A new milestone achieved, again as part of a papal visit to Cuba, this time of Benedict XVI, who explicitly requested from the Cuban political hierarchies that they cede Good Friday as a holiday.

During Holy Week or the Passion we commemorate other relevant events of greater significance for Christianity, the death and resurrection of the Savior, two moments that mark our faith and that give us hope for the future, because the death of Jesus on the cross at cruel Golgotha has redeemed us from sin and guilt before God, and his resurrection, has given us once and for all, the victory over Satan and death by ensuring those who have placed their confidence in Christ, will experience after earthly death a future life which will last forever.

This Friday was the first Passion, at least since 1959, officially declared as a holiday and I think it has been welcomed by the majority, whether or not they are Catholics.

Although the national recognition of these two celebrations so important for the churches (Catholic or Protestant) is certainly an achievement there are still many others we have been unable to reclaim and that the Communist leaders do not seem very disposed to cede to us.

Pope Benedict XVI touched on points of great importance such as allowing the church to return to the radio (and why not TV), and its right to teach in its own schools, not just in theological seminaries for the formation of young leaders and spiritual guides, but also to offer our children a Christian education for the new generations of leaders who will arise.

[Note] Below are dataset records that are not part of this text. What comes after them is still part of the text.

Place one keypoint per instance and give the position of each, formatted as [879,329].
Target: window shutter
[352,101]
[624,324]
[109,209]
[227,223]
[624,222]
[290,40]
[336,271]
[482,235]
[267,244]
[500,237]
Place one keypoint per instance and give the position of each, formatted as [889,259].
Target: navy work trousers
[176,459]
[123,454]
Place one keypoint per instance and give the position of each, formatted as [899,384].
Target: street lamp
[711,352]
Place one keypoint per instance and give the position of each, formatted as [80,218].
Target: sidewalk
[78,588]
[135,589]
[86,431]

As the Pope said, this is a right of the church, and I would argue not only of the Roman Catholic Church but of all other churches in Cuba. The teaching in public schools does not allow believers to share their ideas in the classroom, nor to publicly carry Bibles, nor evangelical literature or tracts.

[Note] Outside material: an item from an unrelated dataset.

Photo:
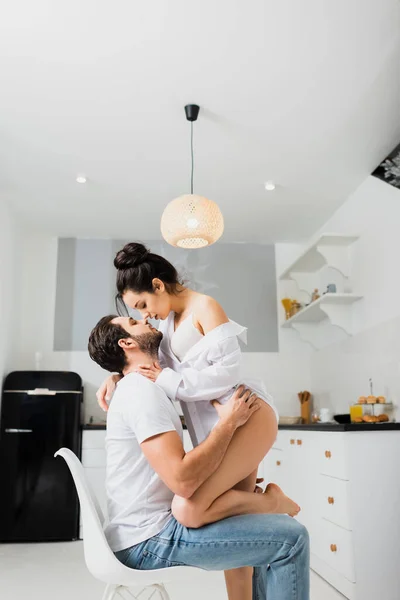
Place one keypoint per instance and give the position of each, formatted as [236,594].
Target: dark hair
[137,267]
[103,345]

Children and young Christians have only the space offered by the churches on Sundays for worship and Biblical studies to learn the Gospel and the ethics and norms that emanate from it, and of course the guidance offered by their family if it is Christian.

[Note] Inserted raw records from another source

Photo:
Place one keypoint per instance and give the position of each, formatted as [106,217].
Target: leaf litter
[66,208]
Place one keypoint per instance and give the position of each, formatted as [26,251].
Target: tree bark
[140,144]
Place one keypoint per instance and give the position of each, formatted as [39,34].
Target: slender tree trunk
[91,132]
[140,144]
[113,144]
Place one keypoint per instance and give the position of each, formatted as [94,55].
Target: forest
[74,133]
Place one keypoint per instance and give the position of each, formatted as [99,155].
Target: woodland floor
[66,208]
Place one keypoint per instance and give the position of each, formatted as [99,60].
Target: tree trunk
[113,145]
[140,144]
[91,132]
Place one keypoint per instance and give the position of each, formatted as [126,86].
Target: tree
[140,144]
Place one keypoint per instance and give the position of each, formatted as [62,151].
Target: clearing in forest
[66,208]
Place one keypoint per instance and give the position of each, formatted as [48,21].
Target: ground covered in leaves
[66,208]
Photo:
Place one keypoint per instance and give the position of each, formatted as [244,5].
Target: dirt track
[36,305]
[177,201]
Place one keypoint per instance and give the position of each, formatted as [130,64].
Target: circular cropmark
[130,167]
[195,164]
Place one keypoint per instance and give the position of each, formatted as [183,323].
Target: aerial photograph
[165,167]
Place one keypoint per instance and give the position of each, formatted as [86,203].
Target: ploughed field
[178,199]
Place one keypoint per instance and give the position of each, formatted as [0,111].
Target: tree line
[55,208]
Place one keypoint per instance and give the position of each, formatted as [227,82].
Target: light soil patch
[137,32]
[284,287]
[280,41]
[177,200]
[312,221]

State education is marked by atheism and taught as a fundamental and almost obligatory ideology, the ideas of Marxism through the lens of Castro.

It is important to insist on the return of the former church schools where, in addition to science and letters the education was imparted based on the principals of our faith.

Hopefully this will be achieved in the not too distant future, and not only for Catholics, but in the same way that the papal influence has been effective on two occasions in recovering Christmas and Easter to the benefit of all.

The freeing up of spaces to teach our faith benefits all the believers in the country, without distinction, and the whole society in turn.